Nie powiedział jednak ani słowa o swej wizji, jaką miał w roku 1916 na temat mojej drogi życiowej. Ci drodzy bracia, mający cudowne doświadczenia z Bogiem, ale pozostający w swojej wspólnocie modlitewnej, nie dzielili się tak szybko swymi wizjami z innymi ludźmi, lecz czekali cierpliwie, aż dany człowiek sam coś takiego od Boga otrzyma. Przyjmowali te objawienia pokornie jako odpowiedź Bożą na żarliwą modlitwę — objawienia, których spełnienie miało nastąpić w przyszłości.

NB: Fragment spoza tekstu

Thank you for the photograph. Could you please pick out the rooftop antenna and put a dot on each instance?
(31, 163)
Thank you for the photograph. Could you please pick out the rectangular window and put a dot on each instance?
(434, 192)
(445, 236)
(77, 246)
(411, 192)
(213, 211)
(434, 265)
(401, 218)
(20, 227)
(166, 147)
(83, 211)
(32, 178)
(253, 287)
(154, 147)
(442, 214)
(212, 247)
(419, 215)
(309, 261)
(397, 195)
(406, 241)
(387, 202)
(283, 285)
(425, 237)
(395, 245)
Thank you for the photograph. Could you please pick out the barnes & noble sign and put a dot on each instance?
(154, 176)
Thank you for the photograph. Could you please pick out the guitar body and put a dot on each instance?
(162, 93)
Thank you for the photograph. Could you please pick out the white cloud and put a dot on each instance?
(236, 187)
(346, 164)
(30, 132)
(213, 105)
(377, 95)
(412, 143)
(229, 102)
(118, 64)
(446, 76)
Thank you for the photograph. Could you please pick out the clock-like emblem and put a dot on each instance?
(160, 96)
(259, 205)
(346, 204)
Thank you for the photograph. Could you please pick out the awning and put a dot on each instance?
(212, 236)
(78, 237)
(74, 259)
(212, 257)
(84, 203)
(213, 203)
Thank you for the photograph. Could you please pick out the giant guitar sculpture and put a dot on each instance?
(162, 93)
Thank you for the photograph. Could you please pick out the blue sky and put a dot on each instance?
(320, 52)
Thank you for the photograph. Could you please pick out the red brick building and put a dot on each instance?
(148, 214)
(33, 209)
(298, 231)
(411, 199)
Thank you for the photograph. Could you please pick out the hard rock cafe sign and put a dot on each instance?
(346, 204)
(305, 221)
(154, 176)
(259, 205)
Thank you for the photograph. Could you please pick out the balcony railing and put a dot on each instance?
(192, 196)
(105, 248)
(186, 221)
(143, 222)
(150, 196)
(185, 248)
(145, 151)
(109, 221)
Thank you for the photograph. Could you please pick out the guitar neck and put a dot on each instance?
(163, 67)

Owego wieczoru godzinami mówiłem językami, ale nazajutrz już ich nie miałem. Modliłem się, ale nie przychodziły. Co się stało? Czy zgrzeszyłem? Byłem jednak bardzo szczęśliwy. Nie, grzech tu nie wystąpił. „Boże, Ty wiesz, dlaczego nie potrafię już mówić językami!”. Kilka dni później przyszły one mimo woli, całkiem spontanicznie. I znowu zniknęły. Były to różne języki, nie zawsze o tym samym brzmieniu. Jednakże niebawem spotkałem się w pracy z dziećmi Bożymi mającymi moc Ducha Świętego, ale mówiącymi językami tylko przy otrzymywaniu chrztu w Duchu Świętym. Pan Bóg jest właśnie cudowny. Języki z tłumaczeniem otrzymałem 2 lata później, a same języki za każdym razem, aby się budować, śpiewać, radować lub trwać ofiarnie w Panu. Otrzymałem to w roku 1946 na ulicy w Leer, gdy szedłem do domu z bratem Edmundem Heitem ze spotkania ewangelizacyjnego, kiedy to parę ciężkich spraw leżało nam na sercu, a przed nami piętrzyły się trudności. Tym razem otrzymałem języki towarzyszące każdej modlitwie. I chwała Panu, bo jest wspaniale mówić w Duchu językami i wielbić Pana.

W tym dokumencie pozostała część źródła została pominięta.